BU KATİLAMLAR KİMİN VE NE İÇİN?
Başkan Wilson’un 1907 yılında
söylediği şu sözlerde bu sorunun cevabı veriliyor:
“Ticaret ulusal
sınır tanımadığı ve üretici de dünyayı bir Pazar olarak görmekte ısrar ettiği
için ülkesinin bayrağı da onu izlemeli, ona kapalı olan ülke kapıları kırılıp
devrilmelidir. Sermayedarların elde ettiği imtiyazlar devletin bakanlarınca
güvence altına alınmalıdır, gönülsüz ülkelerin egemenlik hakları süreç
içerisinde çiğnense bile. Koloniler oluşturulmalı ve ele geçirilmelidir, öyle
ki dünyanın sağılmaya elverişli hiçbir köşesi es geçilmiş ya da bakir
bırakılmış olmasın.”
ABD’nin politik
hedeflerinden biri, küresel sermaye birikimi için dünyayı güvenli hale
getirmektir. Herhangi bir şekilde ekonomik bağımsızlık ya da halkçı bir yeniden
dağıtım politikası izleyenler, ekonominin artık değerini halkın yararına
kullanarak kâr amacı gütmeyen hizmetlere ayırmak isteyen yönetimler Amerika’nın
müdahale ya da işgal şeklinde gazabına uğramaktadır.
Bu müdahalelerden,
bu katliamlardan amaç, uluslararası finans sisteminin güvenliğini korumaktır.

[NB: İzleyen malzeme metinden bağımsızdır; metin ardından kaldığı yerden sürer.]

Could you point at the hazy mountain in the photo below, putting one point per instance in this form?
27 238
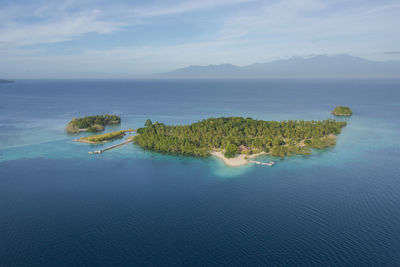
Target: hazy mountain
340 66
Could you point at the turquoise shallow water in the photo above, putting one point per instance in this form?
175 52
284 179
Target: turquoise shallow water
129 206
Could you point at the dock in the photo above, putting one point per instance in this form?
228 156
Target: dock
128 140
271 163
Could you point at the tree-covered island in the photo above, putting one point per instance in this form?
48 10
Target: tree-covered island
103 138
236 135
342 111
91 123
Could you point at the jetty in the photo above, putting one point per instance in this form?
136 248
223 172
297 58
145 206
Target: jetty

Hiçbir ülkenin, bağımsız bir ekonomi politikası izlemesine ve kendisini
geliştirmesine izin verilmez. Böyle ülkeler ambargolarla, müdahalelerle ve
hatta işgallerle cezalandırılır ve tuttuğu yoldan gitmesi önlenir.
BÜYÜK SERMAYENİN
KATİL BEKÇİLERİ
Dünyada büyük
sermayenin egemen olmasını sağlamak için Amerikan Ordusu her an nöbettedir. Bu
ordunun ölüm makinesi özelliğini yitirmemesi için her yıl milyarlarca dolar
para harcanır. Amerika’nın 35’den fazla ülkede 400’den fazla üssü vardır. Bu
üslerde 500.000 üstünde asker vardır. Bu ülke adeta bir nükleer bomba deposu
gibidir. Dünyanın her yanına yetişebilecek binlerce stratejik ve taktik
uçakları, binlerce füzesi vardır.
Bu kadar güçlü bir
orduya sahip Amerika, özellikle son yıllarda, terör örgütlerini de kullanıyor.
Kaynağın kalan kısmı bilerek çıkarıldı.